Big Echo

Critical SF

Shinkolobwe

William Squirrell

For Fahad Bishara

 

All day long we crawled in holes; thousands of us, tens of thousands, swarming like termites in a split log. We had turned a hill into a hole and kept digging, searching for the black rocks from which they made their yellow powder. They bought everything we dug up, all the rocks, all the black rocks, these men from Malindi, from Mombasa, from Kilwa, with their Portuguese guns and their flying machines. They seemed so rich to us, and so hungry for the powder. It was strange. It was a strange time to be alive. The world was changing with incomprehensible speed, yet every day we did exactly the same thing we had done the day before.   I did not see the sun for two years. All day sweating in the darkness, sweating from the heat and the fear. At night, by the fires in the dormitory squares, a bowl of ugali, maybe some chicken, or what they said was chicken, what Old Mwanza said was chicken. Old Mwanza, the cook, the housekeeper. They allowed no women in that place, no women to take care of us, only old men who could no longer dig. Old Mwanza told stories to us, us young men who had seen nothing before we came to the mines. He would smoke his dagga and tell us his stories: how he had marched with Tippu Tip on Nyange and thrashed the Belgians; how one evening he had seen the great city of Zimbabwe from an airship and tried to count the countless cooking fires; how he had seen the colossal tower Bargash bin Said had built on Kilimanjaro – the Sultan’s Tower, the bridge to the stars.

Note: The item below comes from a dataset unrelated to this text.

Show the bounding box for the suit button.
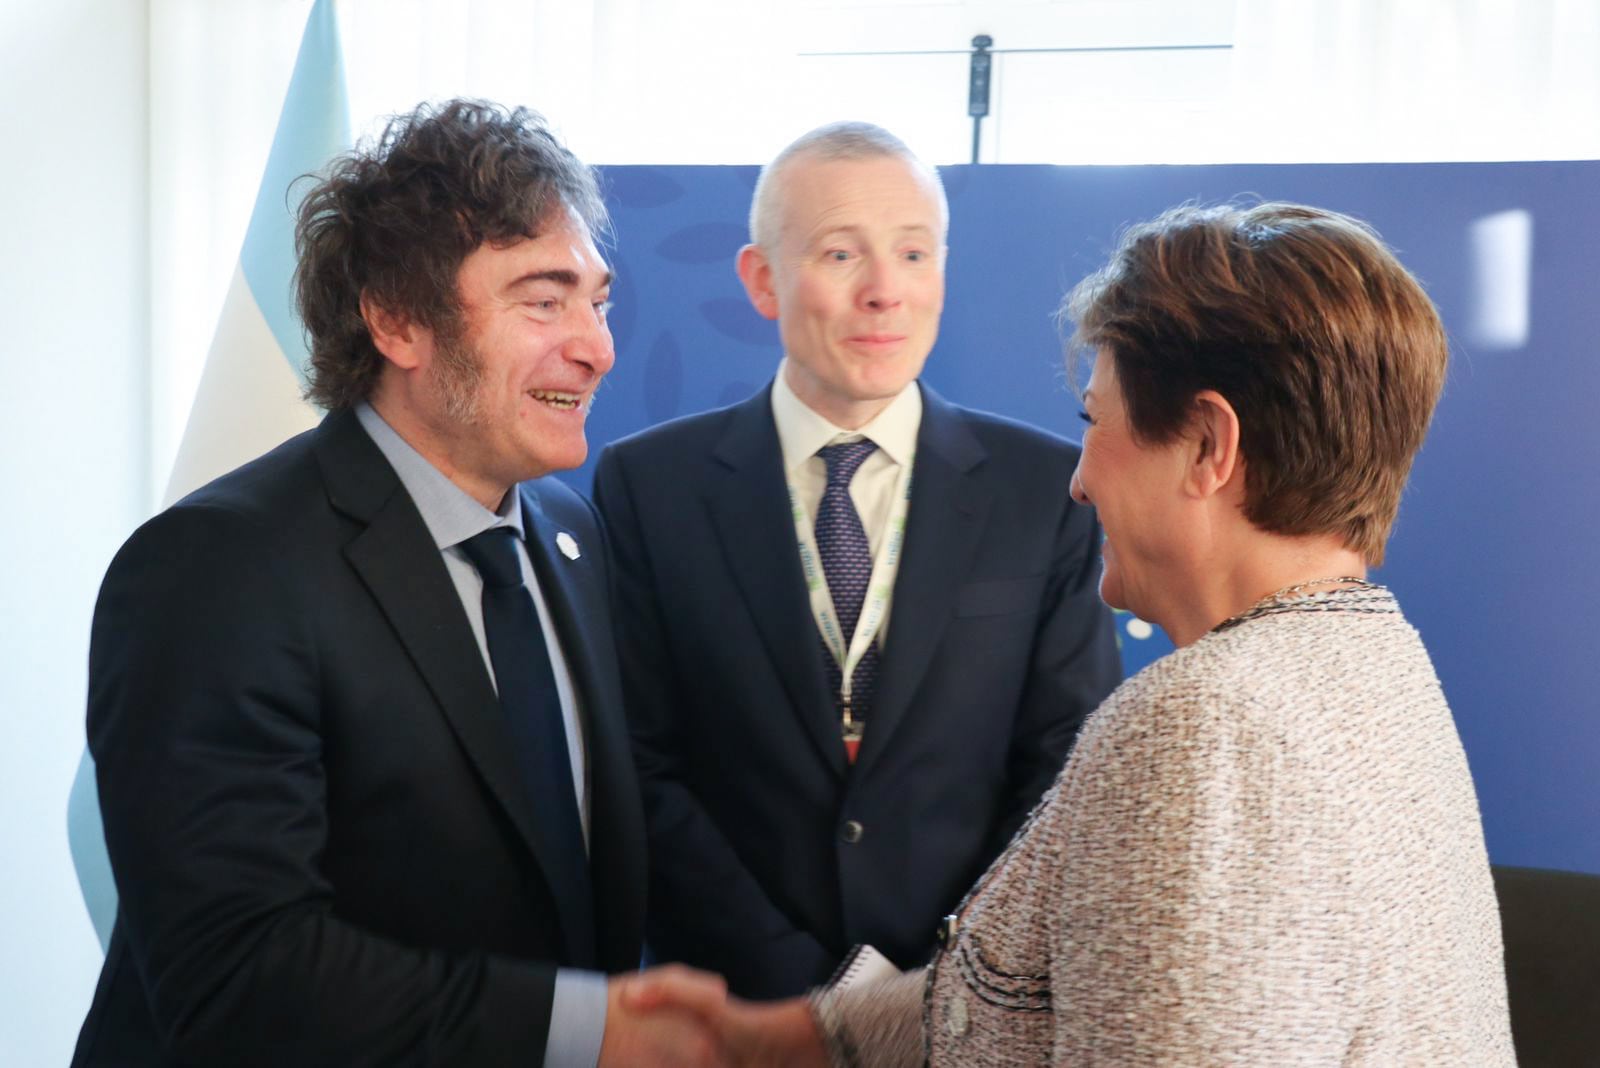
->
[840,819,864,844]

“It looked like nothing when you first saw it,” he said. “A thread pinched taut between your fingers, a strand of a spider’s web stretched tight from the peak to the very crown of the sky.”

But up close, he said, its base was a great stone fortress and you could not see the top. The iron cars shuttled up and down the cables all day long, carrying cargo to the heavens: tea, coffee, cocoa, maize. The slaves in the engine room worked in endless shifts shoveling coal into the engines.

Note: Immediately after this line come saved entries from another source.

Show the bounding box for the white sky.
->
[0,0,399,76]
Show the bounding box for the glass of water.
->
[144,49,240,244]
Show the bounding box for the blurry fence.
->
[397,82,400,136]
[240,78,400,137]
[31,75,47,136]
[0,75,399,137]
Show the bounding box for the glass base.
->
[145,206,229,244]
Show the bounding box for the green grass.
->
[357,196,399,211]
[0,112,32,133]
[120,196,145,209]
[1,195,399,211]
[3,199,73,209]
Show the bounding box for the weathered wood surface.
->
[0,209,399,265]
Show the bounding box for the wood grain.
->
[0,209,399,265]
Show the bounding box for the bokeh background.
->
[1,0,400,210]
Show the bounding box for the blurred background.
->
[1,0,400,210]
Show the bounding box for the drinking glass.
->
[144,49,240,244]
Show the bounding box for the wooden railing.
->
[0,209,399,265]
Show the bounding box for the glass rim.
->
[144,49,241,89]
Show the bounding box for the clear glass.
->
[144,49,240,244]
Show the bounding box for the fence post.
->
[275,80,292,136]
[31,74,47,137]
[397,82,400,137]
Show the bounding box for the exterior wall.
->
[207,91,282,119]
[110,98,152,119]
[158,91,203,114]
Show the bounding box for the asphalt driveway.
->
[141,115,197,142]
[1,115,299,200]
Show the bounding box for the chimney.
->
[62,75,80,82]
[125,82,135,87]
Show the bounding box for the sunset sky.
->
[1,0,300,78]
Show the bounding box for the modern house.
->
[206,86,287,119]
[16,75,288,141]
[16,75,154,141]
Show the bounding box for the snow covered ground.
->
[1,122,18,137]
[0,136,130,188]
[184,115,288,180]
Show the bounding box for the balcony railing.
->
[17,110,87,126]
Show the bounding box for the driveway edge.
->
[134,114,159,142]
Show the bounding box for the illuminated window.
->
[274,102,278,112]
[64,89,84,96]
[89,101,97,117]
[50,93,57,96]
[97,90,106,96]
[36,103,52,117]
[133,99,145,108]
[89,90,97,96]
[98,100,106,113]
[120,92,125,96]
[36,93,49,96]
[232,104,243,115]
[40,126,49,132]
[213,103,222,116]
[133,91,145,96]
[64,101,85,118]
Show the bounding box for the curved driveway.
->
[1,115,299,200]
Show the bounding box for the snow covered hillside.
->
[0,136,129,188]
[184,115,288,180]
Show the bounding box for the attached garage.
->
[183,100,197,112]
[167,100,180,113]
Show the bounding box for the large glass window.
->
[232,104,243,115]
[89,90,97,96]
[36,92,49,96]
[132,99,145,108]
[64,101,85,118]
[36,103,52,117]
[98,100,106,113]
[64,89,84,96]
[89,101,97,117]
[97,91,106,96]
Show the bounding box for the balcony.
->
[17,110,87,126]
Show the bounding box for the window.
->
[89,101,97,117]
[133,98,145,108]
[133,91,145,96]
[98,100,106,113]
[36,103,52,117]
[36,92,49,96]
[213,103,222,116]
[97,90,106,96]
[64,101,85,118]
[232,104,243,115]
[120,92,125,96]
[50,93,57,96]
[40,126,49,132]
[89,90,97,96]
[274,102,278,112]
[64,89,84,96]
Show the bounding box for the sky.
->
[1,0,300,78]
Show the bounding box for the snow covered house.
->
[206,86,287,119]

When I got sick Old Mwanza looked after me. He talked the whole time, more and more stories. All the wonderful things he had seen and done. Wonderful things from the world that existed before I was born.

“They built so many dams across the Zambezi,” he said. “It became a string of lakes.”

I lay on my side coughing. Sometimes nothing came up. Sometimes phlegm. Sometimes blood. My head ached. My bones ached. My heart ached.

“You must eat,” he said. “Think of your mother at home. Your brothers. Your sisters.”

I would swallow a mouthful of pap. Drink tea sweetened with sugar from his secret stores.

“From the air this string of lakes made it seem the stitching of the world was coming undone. Seams were splitting and the shining blue water was hiding beneath. I imagined it was not water but a blue sky on the other side.”

He would sing as he worked. As he mopped the floors. Did the laundry. Cleaned the toilets Arabic; Swahili; Shona; Bemba.

“I worked once for a Scottish missionary,” he said. “A stupid man with no aptitude for language. He would tell the people the Holy Spirit was the bad breath of God. And I would tell him they were laughing with joy at the good news of the Gospels.”

He told me this missionary did not convert a single African. He was such a poor missionary he lost his own faith and so there were fewer Christians when he finished than when he began. He died at Bangwuleu, in the swamps.

“They use the yellow powder to make bombs,” said Old Mwanza. “The British dropped one on the Boers at Stormberg Valley. I was there watching from a hill. A big bomb was carried up over the Boers by a balloon and then dropped. A hot, blinding light like a wind washed over the world and there was a roar like the earth was being split in two. And when I could see again the valley was bare. Clean. The humans that had been there were gone.”

He convinced me to let him write a letter home but I could think of nothing to say so he filled the page with his own words.

He talked and talked. I did not know the words he used. They were from many places: Maputo, Dar Es Salaam, eThekwini. They were about many things: baobab forests at night; the bark of a leopard; telegraph poles; Newcomen engines; radio telescopes.

One morning I sat outside with a blanket around my shoulders. He swept the compound square.  My whole life was spent in such compounds: cracked whitewash, wood smoke, mealies on the fire. My whole life. My whole life was just a few moments for Old Mwanza. He remembered a world from before I was born. He would live in a world from which I was gone.

I felt myself reduced to a sequence of words, an anecdote, a story to tell.

One day he would say: “There was a boy from Bukama who inhaled the dust in the mine. Yellow powder filled his lungs, yellow powder pumped through his veins. He could not write so I wrote to his mother for him: ‘I have died here. I am sorry I do not have more money to send.’”

I imagined myself in an airship above the Zambezi. So many dams the river had become a string of lakes. Each lake a mirror. Each lake a window. In each lake I saw the sky of another world but they all looked the same. I could not tell them apart. I would be dead soon and they would bury me. They would bury me in the earth which I had come to dig up, they would bury me in Shinkolobwe.